En conclusion, l'Ushi-Oni est une créature qui a captivé l'imagination d'innombrables générations de Japonais, inspirant histoires, art et traditions culturelles. Sa représentation dans l'art japonais témoigne de sa puissance et de son influence durable. Qu'il soit perçu comme un symbole de terreur ou une représentation des aspects mystérieux et inconnaissables du monde naturel, l'Ushi-Oni demeure une créature fascinante et captivante qui continue de captiver notre imagination aujourd'hui encore.

Le Fantôme d'Oiwa, vers 1832. Peint par Shunbaisai Hokuei

Ce tableau représente « Citron » confronté à l'image de sa femme assassinée, Oiwa, sur une lanterne brisée. Oiwa était une jeune femme qui a subi un sort terrible aux mains de son mari « Citron », et son esprit vengeur hanterait encore le Japon aujourd'hui.

Oiwa vécut à l'époque d'Edo. Elle était mariée à un homme nommé Lemon, un rônin, ou samouraï sans maître. Mécontent de sa vie et désireux d'épouser une femme riche, Lemon élabora un plan pour se débarrasser d'Oiwa. Il l'empoisonna, défigurant son visage et lui causant une mort atroce et douloureuse.

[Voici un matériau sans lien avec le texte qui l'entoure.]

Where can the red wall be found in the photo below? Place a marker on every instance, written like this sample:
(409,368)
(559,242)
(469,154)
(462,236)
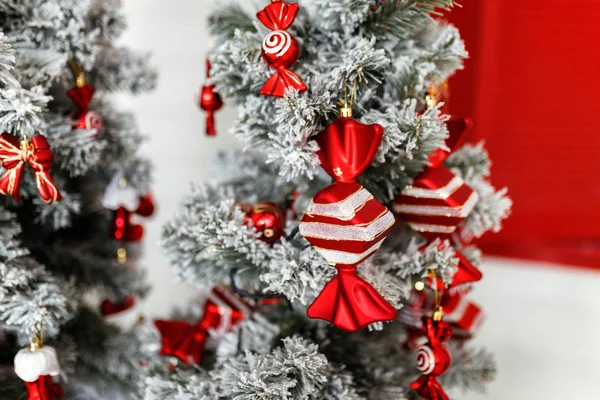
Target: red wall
(532,88)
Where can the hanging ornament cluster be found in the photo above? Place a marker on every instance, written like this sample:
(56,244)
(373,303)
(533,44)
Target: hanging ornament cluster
(433,359)
(14,154)
(125,202)
(280,50)
(223,310)
(435,205)
(82,94)
(346,225)
(37,365)
(211,102)
(267,218)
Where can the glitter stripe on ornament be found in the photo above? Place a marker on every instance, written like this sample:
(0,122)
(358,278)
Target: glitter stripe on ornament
(358,233)
(347,258)
(460,211)
(441,193)
(432,228)
(343,210)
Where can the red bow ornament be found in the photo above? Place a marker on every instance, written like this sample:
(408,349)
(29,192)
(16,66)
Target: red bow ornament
(280,50)
(223,311)
(433,360)
(346,225)
(14,155)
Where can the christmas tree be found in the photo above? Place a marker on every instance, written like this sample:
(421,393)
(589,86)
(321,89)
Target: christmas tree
(341,107)
(71,181)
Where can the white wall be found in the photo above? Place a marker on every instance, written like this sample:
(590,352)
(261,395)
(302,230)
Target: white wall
(542,322)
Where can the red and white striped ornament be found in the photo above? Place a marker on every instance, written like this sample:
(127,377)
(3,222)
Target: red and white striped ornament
(346,225)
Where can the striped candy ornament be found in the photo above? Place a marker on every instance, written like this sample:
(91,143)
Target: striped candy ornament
(436,203)
(346,225)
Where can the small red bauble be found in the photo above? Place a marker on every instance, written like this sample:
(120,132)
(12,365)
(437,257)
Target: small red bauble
(268,219)
(211,102)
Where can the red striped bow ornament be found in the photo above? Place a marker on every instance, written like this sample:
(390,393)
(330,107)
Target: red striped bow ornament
(346,225)
(14,154)
(222,312)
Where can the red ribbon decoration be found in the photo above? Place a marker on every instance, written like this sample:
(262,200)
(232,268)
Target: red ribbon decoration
(223,310)
(346,225)
(210,102)
(433,360)
(280,50)
(44,389)
(14,155)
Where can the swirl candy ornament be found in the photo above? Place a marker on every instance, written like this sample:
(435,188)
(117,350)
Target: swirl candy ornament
(433,360)
(280,50)
(346,225)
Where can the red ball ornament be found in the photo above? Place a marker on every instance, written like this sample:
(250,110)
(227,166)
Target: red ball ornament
(123,229)
(280,50)
(268,219)
(211,102)
(433,360)
(346,225)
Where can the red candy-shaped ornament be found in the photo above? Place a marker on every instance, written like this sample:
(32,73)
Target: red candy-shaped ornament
(433,360)
(346,225)
(82,94)
(222,312)
(280,50)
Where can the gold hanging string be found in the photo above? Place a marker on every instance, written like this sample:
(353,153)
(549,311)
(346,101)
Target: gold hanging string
(438,312)
(38,337)
(78,71)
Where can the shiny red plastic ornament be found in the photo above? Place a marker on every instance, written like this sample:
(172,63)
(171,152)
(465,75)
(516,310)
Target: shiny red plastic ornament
(14,154)
(84,118)
(268,219)
(223,311)
(346,225)
(280,50)
(438,200)
(146,207)
(210,102)
(44,389)
(108,307)
(433,360)
(123,229)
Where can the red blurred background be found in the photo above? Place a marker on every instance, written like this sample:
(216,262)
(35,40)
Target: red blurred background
(531,87)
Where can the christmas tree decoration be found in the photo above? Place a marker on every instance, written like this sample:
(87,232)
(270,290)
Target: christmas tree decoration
(223,310)
(346,225)
(108,307)
(433,360)
(211,102)
(280,50)
(14,154)
(82,94)
(37,365)
(268,219)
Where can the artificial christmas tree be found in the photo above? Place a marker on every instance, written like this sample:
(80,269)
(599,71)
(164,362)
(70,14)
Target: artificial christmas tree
(57,260)
(381,60)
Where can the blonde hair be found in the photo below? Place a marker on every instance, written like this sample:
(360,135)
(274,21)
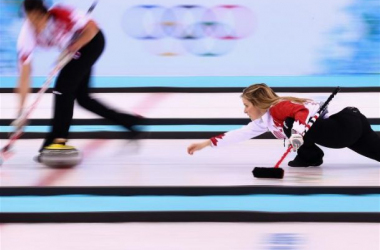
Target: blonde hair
(263,97)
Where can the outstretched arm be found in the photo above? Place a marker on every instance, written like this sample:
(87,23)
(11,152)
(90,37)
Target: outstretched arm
(23,87)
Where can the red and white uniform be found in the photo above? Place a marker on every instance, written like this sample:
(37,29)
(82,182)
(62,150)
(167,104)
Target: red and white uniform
(59,31)
(272,121)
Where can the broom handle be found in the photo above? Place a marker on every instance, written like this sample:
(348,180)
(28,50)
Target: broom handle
(310,123)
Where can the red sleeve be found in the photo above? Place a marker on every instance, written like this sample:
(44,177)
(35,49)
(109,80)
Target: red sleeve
(285,109)
(63,14)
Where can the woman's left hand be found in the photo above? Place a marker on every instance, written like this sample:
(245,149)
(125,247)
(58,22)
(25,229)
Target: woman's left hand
(296,140)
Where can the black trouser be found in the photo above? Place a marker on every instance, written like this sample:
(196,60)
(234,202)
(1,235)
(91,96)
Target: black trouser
(73,83)
(348,128)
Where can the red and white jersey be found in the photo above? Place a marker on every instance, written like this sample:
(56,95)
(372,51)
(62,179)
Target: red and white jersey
(63,23)
(272,121)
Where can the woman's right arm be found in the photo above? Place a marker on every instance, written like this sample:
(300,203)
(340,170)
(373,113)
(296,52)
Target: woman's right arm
(25,46)
(247,132)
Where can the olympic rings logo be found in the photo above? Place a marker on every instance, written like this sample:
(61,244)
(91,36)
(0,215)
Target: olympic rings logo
(191,29)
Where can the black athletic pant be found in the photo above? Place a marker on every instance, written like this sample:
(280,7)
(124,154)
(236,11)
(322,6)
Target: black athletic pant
(348,128)
(73,83)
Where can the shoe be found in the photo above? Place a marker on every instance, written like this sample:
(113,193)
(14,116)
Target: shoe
(297,162)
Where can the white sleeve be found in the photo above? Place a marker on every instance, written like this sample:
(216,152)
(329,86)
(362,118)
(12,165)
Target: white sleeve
(26,43)
(247,132)
(79,19)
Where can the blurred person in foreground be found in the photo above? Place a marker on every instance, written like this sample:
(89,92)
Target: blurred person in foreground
(72,32)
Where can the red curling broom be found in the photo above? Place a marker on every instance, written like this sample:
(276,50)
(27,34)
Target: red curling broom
(278,173)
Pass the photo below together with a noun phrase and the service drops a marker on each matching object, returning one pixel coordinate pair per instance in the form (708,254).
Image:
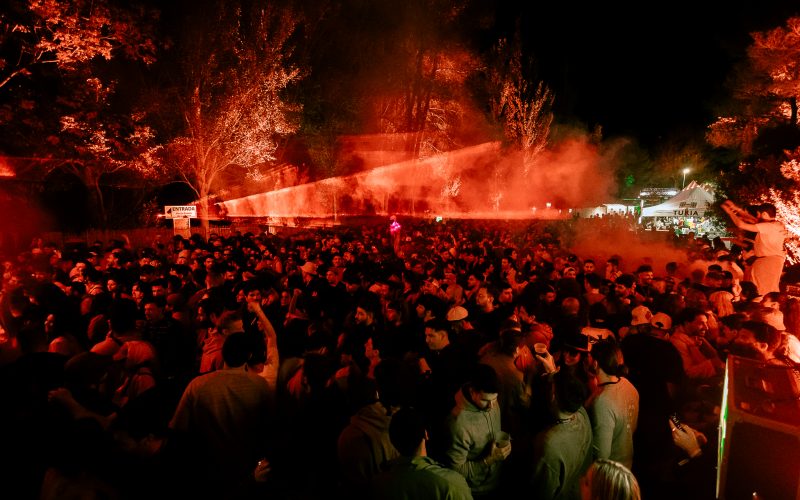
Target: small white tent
(692,201)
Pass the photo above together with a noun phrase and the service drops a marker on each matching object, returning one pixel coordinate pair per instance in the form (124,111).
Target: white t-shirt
(769,239)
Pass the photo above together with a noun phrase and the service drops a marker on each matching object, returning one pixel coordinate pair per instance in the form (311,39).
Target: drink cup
(502,439)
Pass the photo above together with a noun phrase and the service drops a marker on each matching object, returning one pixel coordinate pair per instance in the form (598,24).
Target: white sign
(180,211)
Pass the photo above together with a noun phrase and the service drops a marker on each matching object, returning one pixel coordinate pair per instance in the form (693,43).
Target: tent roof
(692,201)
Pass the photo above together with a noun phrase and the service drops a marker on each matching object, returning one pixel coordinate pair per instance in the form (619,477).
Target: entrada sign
(180,211)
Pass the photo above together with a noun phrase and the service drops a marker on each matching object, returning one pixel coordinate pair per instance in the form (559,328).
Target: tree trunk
(202,210)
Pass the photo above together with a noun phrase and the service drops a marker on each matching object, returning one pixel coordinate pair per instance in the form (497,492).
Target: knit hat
(641,315)
(662,321)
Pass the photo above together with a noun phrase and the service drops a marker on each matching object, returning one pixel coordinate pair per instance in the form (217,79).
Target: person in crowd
(415,475)
(614,408)
(609,480)
(474,426)
(700,359)
(563,451)
(223,416)
(364,446)
(768,247)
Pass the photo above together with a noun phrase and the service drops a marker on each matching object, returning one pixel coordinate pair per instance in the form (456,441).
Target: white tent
(692,201)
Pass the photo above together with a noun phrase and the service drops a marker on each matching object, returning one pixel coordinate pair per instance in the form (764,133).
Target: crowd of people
(447,360)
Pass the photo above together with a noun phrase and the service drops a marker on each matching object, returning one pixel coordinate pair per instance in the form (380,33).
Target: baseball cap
(457,313)
(662,321)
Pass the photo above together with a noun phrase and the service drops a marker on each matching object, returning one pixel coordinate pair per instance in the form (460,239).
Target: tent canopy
(692,201)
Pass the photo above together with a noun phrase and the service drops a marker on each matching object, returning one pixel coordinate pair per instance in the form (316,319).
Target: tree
(525,110)
(237,67)
(763,126)
(68,35)
(59,77)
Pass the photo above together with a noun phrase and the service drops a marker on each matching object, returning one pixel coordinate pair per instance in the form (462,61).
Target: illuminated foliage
(68,34)
(58,86)
(234,110)
(525,110)
(763,127)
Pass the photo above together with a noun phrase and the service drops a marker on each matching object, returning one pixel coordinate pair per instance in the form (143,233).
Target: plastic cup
(502,439)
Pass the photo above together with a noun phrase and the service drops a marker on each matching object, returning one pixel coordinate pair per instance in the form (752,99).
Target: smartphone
(676,421)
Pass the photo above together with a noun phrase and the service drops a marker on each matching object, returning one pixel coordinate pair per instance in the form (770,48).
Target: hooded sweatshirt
(472,431)
(364,447)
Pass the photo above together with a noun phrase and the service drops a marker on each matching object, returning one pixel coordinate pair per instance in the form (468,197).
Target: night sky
(649,71)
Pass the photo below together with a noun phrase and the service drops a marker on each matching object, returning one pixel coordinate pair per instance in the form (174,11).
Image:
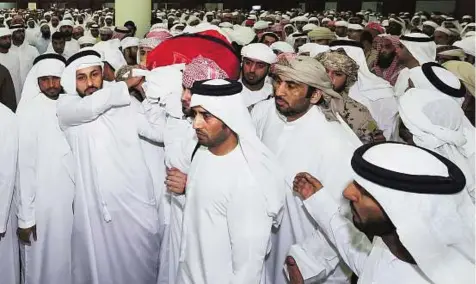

Malgré son destin tragique, l'esprit d'Oiwa ne reposait pas en paix. On raconte que son fantôme hantait Lemon, le rendant fou et le poussant finalement au suicide. L'histoire du fantôme d'Oiwa devint un sujet populaire de pièces de théâtre et de contes pendant l'époque d'Edo, et fait depuis partie intégrante du folklore japonais. Oiwa possède des traits spécifiques qui la distinguent physiquement des autres « fantômes » japonais. Le plus célèbre est son œil gauche, qui s'affaisse sur son visage à cause du poison que lui a inoculé Lemon. Elle est souvent représentée partiellement chauve, autre effet du poison.

Yūrei, vers 1700. Extrait du rouleau Bakemono no e

Les yūrei japonais, ou fantômes, sont un sujet populaire dans l'art japonais depuis des siècles. Ces êtres éthérés sont souvent représentés dans divers supports, de la peinture aux estampes, en passant par les mangas et les anime.

On dit que ces fantômes sont les esprits de ceux qui ont perdu la vie tragiquement ou violemment. Ils sont souvent représentés comme des silhouettes pâles et blanches, drapées dans des robes flottantes. Ils sont généralement représentés avec de longs cheveux flottants et parfois avec une expression faciale de colère ou de tristesse.

Les yūrei sont également un sujet populaire dans l'art japonais moderne, notamment dans les mangas et les anime. Un exemple notable est la série animée « Ghost in the Shell », qui met en scène diverses apparitions fantomatiques brouillant la frontière entre humain et machine. La série explore les thèmes de l'identité et de la mortalité, utilisant l'imagerie des yūrei pour ajouter une touche étrange et surréaliste à l'histoire.